Mohammad Sillah war ein 23-jähriger guineischer Flüchtling. Er lebte im Isolationslager für Flüchtlinge am Bergfrieder Weg in Remscheid. Mohammad Sillah war ein Musiker, ein freundlicher und fröhlicher junger Mensch, sagen alle seine Weggefährten. Einer der Freunde erzählte, dass sie im Heim keinen Kontakt mit Remscheider Anwohnerinnen und Anwohner hatten. Kurz nach dem Mohammad Sillah dem Lager im Bergfrieder Weg zugewiesen wurde, ist er um die Straßen gezogen und hat sich mit den Jugendlichen und Kindern angefreundet und diese kamen ihn besuchen. Er gab Konzerte in der Stadt Remscheid, in Kneipen, bei städtischen Veranstaltungen oder afrikanischen Konzerten in der Region. Wir erinnern uns daran, als wir uns kurz nach seinem Tod im Februar 2007 mit den Freunden in Remscheid in einem Internet-Café trafen, hing ein Poster an der Wand und kündigte ein Konzert von Mohammad Sillah an. Leider lebte er nicht mehr. Einer seiner ehemaligen Mitbewohner erzählte in einem Beitrag der deutschen Welle über Mohammad Sillahs Musik : „ Seine Musik ist afrikanische Kultur. Überall, wo ich sie gehört habe, habe ich gesagt, diese Musik bin ich. Von da komme ich her.“
Anfang Januar 2007 litt Mohammad Sillah unter heftigen Schmerzen. Er ging zum Arzt. Dieser forderte ihn auf, sich zuerst beim zuständigen Sozialamt einen Krankenschein geben zu lassen. Der Mitarbeiter des Sozialamts gab ihm keinen Krankenschein (siehe Fußnote *), weil er sowieso das Land verlassen müsse.
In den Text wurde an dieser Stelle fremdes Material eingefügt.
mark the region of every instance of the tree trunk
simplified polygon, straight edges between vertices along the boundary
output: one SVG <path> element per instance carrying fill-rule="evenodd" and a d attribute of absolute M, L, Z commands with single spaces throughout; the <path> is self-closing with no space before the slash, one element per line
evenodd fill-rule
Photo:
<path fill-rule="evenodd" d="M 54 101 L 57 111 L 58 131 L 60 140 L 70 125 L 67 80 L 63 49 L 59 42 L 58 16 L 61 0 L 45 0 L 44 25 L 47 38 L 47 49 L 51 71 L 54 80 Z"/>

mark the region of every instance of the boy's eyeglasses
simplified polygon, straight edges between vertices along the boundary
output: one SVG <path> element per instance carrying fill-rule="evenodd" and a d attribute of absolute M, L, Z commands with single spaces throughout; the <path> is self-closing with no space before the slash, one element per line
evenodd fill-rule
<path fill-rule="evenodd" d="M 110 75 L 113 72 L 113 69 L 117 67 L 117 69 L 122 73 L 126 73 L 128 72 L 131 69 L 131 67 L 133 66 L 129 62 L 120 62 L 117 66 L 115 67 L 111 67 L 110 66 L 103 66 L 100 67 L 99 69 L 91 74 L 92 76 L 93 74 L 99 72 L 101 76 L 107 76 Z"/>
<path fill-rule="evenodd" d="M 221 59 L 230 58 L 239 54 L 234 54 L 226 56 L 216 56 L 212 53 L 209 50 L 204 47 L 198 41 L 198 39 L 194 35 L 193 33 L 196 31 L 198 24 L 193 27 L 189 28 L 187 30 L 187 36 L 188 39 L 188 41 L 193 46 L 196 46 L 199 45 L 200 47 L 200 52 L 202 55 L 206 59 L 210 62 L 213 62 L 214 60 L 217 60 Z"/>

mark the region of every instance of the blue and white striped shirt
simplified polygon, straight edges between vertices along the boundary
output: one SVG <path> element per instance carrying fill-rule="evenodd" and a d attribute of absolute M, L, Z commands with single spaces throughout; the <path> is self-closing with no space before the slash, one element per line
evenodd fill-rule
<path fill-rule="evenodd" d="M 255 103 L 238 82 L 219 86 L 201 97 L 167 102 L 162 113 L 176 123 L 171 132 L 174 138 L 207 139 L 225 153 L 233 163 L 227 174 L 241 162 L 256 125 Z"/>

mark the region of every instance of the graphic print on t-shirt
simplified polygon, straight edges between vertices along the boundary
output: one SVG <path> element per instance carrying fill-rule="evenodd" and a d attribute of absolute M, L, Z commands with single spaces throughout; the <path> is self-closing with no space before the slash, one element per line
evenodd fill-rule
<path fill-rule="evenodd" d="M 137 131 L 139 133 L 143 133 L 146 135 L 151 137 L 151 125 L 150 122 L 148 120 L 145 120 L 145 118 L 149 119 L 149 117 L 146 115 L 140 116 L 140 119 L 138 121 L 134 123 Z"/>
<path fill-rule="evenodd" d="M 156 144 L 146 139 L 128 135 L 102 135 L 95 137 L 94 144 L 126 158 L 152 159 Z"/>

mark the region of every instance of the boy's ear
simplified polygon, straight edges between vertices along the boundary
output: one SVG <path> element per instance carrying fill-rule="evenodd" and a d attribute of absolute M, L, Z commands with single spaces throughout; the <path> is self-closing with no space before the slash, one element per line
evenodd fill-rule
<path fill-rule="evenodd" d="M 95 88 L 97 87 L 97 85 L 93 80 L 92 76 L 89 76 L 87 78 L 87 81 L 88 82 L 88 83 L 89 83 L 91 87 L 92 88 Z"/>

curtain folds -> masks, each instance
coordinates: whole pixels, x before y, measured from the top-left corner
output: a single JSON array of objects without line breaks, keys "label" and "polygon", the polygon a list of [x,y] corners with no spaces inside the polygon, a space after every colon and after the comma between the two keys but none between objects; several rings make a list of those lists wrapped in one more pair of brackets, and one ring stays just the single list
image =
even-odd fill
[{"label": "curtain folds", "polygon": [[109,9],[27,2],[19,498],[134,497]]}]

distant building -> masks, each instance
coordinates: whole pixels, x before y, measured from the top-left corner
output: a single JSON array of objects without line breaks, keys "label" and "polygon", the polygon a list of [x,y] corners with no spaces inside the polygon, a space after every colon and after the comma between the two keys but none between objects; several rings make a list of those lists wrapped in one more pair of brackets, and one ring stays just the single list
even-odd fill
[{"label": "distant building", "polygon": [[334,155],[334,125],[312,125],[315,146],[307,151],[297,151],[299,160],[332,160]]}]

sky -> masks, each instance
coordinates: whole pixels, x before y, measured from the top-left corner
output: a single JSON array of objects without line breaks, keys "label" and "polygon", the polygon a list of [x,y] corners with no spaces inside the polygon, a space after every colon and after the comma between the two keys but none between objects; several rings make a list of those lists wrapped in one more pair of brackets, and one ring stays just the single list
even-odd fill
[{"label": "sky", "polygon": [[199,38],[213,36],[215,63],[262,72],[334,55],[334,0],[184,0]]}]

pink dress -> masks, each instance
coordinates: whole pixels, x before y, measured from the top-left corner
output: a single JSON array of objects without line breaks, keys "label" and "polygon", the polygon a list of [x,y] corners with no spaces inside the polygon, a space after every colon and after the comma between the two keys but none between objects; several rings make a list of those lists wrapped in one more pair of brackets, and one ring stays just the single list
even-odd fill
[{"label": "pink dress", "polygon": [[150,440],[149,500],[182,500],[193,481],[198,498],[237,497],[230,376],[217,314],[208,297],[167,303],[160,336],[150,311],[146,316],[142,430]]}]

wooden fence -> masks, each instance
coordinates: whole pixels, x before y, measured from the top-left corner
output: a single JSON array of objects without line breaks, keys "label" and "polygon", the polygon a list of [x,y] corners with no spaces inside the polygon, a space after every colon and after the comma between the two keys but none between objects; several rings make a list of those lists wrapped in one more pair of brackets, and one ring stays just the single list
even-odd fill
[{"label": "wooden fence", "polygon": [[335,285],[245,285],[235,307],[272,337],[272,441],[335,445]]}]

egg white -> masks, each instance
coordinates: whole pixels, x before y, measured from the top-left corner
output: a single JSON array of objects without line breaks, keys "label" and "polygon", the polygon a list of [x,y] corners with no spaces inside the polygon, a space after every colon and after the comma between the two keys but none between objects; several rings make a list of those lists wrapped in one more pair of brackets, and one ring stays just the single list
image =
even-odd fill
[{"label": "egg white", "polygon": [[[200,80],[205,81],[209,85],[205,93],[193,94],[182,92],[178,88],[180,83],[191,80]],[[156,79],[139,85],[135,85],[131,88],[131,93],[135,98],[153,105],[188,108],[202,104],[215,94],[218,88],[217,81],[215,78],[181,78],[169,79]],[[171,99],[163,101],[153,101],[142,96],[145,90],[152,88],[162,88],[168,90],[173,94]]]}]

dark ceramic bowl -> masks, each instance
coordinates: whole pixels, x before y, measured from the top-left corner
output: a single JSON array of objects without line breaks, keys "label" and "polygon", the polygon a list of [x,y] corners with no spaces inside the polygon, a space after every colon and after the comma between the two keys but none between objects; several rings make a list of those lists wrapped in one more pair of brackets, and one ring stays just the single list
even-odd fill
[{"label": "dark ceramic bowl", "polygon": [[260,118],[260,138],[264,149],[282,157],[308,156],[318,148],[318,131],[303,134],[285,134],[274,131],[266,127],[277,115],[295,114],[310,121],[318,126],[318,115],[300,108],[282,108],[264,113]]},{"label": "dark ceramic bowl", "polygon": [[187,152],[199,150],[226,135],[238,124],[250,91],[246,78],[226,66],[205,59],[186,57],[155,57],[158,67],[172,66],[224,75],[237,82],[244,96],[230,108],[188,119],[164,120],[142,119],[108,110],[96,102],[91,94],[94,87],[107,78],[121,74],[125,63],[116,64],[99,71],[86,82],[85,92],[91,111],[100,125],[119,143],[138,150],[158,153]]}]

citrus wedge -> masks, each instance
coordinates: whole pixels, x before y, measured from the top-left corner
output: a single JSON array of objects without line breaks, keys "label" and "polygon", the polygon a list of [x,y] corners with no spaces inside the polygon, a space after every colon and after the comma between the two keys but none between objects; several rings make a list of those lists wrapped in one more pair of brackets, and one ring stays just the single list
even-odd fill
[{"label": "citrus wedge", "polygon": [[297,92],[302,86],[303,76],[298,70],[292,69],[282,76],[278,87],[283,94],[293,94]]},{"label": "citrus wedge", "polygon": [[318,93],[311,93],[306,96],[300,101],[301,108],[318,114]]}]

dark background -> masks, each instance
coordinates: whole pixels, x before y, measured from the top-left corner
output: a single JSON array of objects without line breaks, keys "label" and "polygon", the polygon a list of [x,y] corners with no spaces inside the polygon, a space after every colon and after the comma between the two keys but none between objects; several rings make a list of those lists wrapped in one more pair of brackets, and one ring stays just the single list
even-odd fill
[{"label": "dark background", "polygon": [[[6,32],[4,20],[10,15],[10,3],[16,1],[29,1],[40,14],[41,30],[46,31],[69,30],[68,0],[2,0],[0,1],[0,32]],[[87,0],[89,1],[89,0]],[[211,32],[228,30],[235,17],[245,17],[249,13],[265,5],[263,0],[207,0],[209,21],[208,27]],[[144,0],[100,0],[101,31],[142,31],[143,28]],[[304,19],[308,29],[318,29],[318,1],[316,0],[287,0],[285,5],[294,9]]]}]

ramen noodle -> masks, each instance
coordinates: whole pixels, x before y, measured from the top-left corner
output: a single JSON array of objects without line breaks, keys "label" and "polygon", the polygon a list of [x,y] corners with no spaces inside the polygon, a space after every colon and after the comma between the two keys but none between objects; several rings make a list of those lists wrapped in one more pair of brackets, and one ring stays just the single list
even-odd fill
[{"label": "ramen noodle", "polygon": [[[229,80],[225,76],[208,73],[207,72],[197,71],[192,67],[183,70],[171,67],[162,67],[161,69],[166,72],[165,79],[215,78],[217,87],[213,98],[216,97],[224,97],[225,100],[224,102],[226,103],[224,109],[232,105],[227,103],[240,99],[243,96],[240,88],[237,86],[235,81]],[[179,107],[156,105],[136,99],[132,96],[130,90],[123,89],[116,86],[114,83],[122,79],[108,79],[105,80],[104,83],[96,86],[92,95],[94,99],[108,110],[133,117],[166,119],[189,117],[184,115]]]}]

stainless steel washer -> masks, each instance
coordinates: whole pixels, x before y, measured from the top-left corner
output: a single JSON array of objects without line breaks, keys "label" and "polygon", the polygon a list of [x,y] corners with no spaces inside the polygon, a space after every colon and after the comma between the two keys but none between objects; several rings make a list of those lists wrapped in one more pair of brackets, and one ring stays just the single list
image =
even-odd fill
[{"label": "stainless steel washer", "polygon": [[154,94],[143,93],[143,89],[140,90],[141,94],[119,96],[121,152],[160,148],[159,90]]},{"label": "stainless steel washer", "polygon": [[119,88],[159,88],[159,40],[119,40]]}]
Einige Tage später, am 11. Januar wurden die Schmerzen unerträglich. Mohammad Sillah ging zum Hausmeister des Flüchtlingsheims und bat ihn, einen Krankenwagen zu rufen. Der sagte : „Wenn du schon die Treppen geschafft hast, kannst du auch alleine ins Krankenhaus gehen.“ Ein afrikanischer Flüchtling, der im selben Heim wohnte, begleitete Mohammad. Unterwegs brach Mohammad zusammen und wurde von seinem Mitbewohner auf den Schultern zum nahen Krankenhaus getragen. Drei Tage später wurde Mohammad nach Essen in einer Klinik verlegt, wo er starb.
Der Remscheider Sozialdezernent B. Mast-Weisz bekundete anschließend Mitleid mit der Familie und versicherte, Mohammed sei niemals ein Krankenschein verweigert worden. Die Staatsanwaltschaft Wuppertal nimmt die Untersuchungen auf ; später werden die Akten beiseite gelegt. Wenige Monate nach Mohammads Tod findet im Oktober 2007 eine Polizeirazzia statt, um die protestierenden Flüchtlinge einzuschüchtern und sie zu kriminalisieren. Die Großrazzia wird von den Gerichten später als rechtswidrig eingestuft.